Pour mémoire, la société Bygmalion était gérée depuis sa création en 2008, par une présidence et une direction générale tournantes entre les deux cofondateurs, Bastien Millot et Guy Alves, tous deux anciens collaborateurs de Jean-François Copé (la gouvernance a évolué ces derniers mois, lire notre article à ce sujet). Mais Bygmalion n'aurait pas pu exister non plus sans son principal actionnaire, Emmanuel Limido. Avant d'investir dans Bygmalion en 2008, Limido avait recruté Alves dans sa société, Financière Centuria, en 2006, au moment où celui-ci quittait le cabinet Copé au ministère du budget.

Et c'est cette financière qui nous occupe aujourd'hui. Car c'est elle qui fut au centre du rachat par le Qatar de deux immeubles de prestige appartenant à l’État. Interrogé sur sa connaissance des ventes aux Qataris, alors qu'il était ministre du budget, Jean-François Copé a affirmé qu'il n’avait rien su des détails. Ses arguments sont particulièrement fragiles.

Car Jean-François Copé, qui plaide aujourd’hui l’ignorance, se faisait à l’époque le champion d’une politique immobilière très volontariste. Et la loi l’obligeait à valider les ventes les plus importantes. Comme celles de l’hôtel Kinski, un hôtel particulier cédé pour 28 millions d’euros en 2006, et, surtout, l'année suivante, du centre de conférences internationales Kléber, pour 404 millions. Chargé aussi de lutter contre l’évasion fiscale, le ministre aurait également tout ignoré des montages financiers passant par le Luxembourg et le Panama.

Derrière ces ventes, les mêmes intermédiaires : Centuria et son patron, Emmanuel Limido. En 2006, peu avant la vente de l’hôtel Kinski, la société avait recruté Guy Alves, chef de cabinet de Jean-François Copé et trésorier du micro-parti qu’il venait de créer, Génération France.

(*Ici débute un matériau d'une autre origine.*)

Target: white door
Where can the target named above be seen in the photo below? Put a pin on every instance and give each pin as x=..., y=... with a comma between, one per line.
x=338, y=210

Deux ans plus tard, lorsque Guy Alves et Bastien Millot créeront Bygmalion, c’est Emmanuel Limido qui les financera, leur apportant près de 1,5 million d’euros.

Jean-François Copé est resté très discret sur ce volet de l’affaire Bygmalion. Le 28 février, au lendemain de la publication de l’enquête du Point, il expliquait simplement sur Europe 1 : « C’est France Domaine (le service spécialisé de Bercy – ndlr) qui fait les ventes de l’immobilier de l’État. Jamais en tant que ministre du budget, je n’ai (eu) à connaître du détail de tout ça, jamais ! (…) En ce qui concerne Guy Alves, il n’était plus mon collaborateur, il était parti dans le privé, il était passé par une commission, qui l’avait validé. » Voir la vidéo à partir de 08’20” :

Sur le dernier point, le président de l’UMP a techniquement raison. La Commission de déontologie de la fonction publique confirme qu’elle avait accordé à Guy Alves un « avis de compatibilité simple » : elle n’avait identifié aucun risque de conflit d’intérêts. Ce qui autorisait Guy Alves, par exemple, à entretenir des relations professionnelles avec ses anciens collègues du budget.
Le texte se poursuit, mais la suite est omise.